He could still barely remember what had happened while he’d worn that collar. He’d turned twenty—and had no recollection of it. There were only bits and pieces, glimpses of horror and pain. He tried not to think about it. Didn’t want to remember. He hadn’t told Chaol or Aelin that, either.
He already missed her, and the chaos and intensity of her court. He missed having anyone around at all. The castle was too big, too quiet. And Chaol was to leave in two days. He didn’t want to think about what missing his friend would be like.
Dorian padded onto his balcony, needing to feel the river breeze on his face, to know that this was real and he was free.
He opened the balcony doors, the stones cool on his feet, and gazed out across the razed grounds. He’d done that. He loosed a breath, taking in the glass wall as it sparkled in the moonlight.
There was a massive shadow perched atop it. Dorian froze.
Not a shadow but a giant beast, its claws gripping the wall, its wings tucked into its body, shimmering faintly in the glow of the full moon. Shimmering like the white hair of the rider atop it.
Even from the distance, he knew she was staring right at him, her hair streaming to the side like a ribbon of moonlight, caught in the river breeze.
Dorian lifted a hand, the other rising to his neck. No collar.

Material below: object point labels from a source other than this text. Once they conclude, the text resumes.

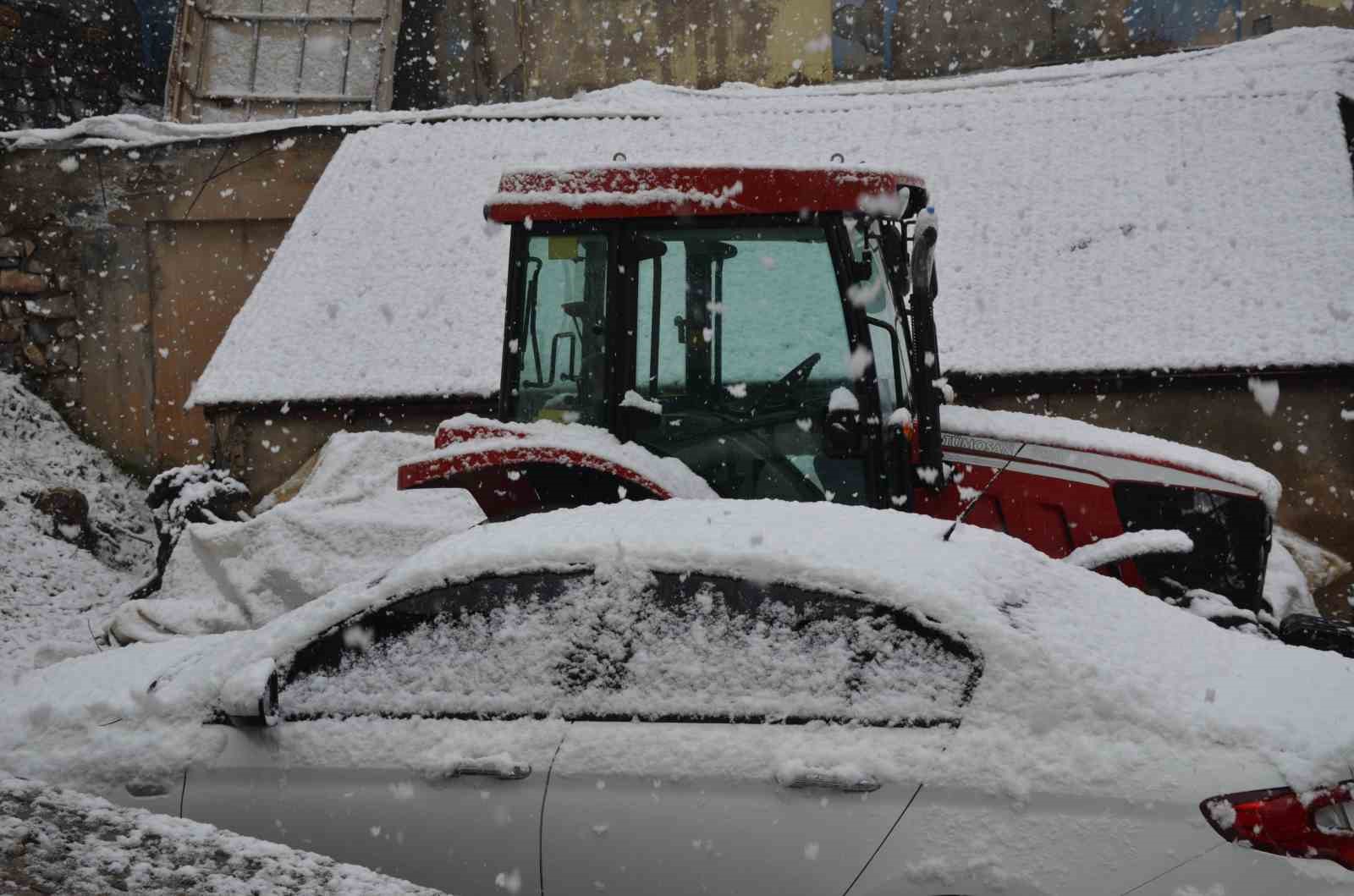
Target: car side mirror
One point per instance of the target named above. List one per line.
(841, 426)
(250, 697)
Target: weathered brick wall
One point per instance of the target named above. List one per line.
(40, 332)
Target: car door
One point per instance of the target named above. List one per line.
(740, 737)
(406, 744)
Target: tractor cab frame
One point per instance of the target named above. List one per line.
(751, 322)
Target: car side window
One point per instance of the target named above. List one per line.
(592, 646)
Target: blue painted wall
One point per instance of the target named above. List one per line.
(1178, 20)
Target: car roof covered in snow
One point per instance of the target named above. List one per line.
(1191, 212)
(1087, 679)
(672, 191)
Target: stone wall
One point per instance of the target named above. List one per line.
(40, 333)
(121, 270)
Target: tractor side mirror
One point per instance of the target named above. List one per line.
(924, 256)
(841, 426)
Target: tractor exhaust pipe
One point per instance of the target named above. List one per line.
(931, 470)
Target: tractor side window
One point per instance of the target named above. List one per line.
(875, 295)
(561, 347)
(741, 345)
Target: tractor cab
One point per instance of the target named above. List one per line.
(748, 321)
(753, 332)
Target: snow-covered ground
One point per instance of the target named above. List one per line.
(52, 591)
(60, 841)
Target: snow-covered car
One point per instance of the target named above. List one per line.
(731, 696)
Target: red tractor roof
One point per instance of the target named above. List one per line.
(670, 191)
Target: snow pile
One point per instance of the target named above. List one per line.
(347, 523)
(179, 494)
(53, 839)
(52, 591)
(1137, 253)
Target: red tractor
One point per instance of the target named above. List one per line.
(772, 331)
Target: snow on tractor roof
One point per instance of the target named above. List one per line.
(674, 191)
(1191, 212)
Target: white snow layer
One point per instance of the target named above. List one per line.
(347, 523)
(1087, 686)
(58, 841)
(129, 131)
(1185, 212)
(53, 591)
(546, 436)
(1060, 432)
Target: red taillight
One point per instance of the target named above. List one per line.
(1311, 825)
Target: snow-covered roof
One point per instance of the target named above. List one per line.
(130, 131)
(1191, 212)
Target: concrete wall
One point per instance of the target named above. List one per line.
(478, 50)
(141, 260)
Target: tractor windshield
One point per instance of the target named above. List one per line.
(561, 341)
(741, 347)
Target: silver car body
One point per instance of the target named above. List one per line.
(1098, 723)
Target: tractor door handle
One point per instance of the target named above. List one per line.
(500, 767)
(829, 780)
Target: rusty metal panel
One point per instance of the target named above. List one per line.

The rider on the wyvern leaned down in her saddle, saying something to her beast. It spread its massive, glimmering wings and leaped into the air. Each beat of its wings sent a hollowed-out, booming gust of wind toward him.
It flapped higher, her hair streaming behind her like a glittering banner, until they vanished into the night, and he couldn’t hear its wings beating anymore. No one sounded the alarm. As if the world had stopped paying attention for the few moments they’d looked at each other.
And through the darkness of his memories, through the pain and despair and terror he’d tried to forget, a name echoed in his head.
Manon Blackbeak sailed into the starry night sky, Abraxos warm and swift under her, the blazingly bright moon—the Mother’s full womb—above her.
She didn’t know why she’d bothered to go; why she’d been curious.
But there had been the prince, no collar to be seen around his neck.
And he had lifted his hand in greeting—as if to say I remember you.
The winds shifted, and Abraxos rode them, rising higher into the sky, the darkened kingdom below passing by in a blur.
Changing winds—a changing world.
Perhaps a changing Thirteen, too. And herself.
She didn’t know what to make of it.
But Manon hoped they’d all survive it.
She hoped.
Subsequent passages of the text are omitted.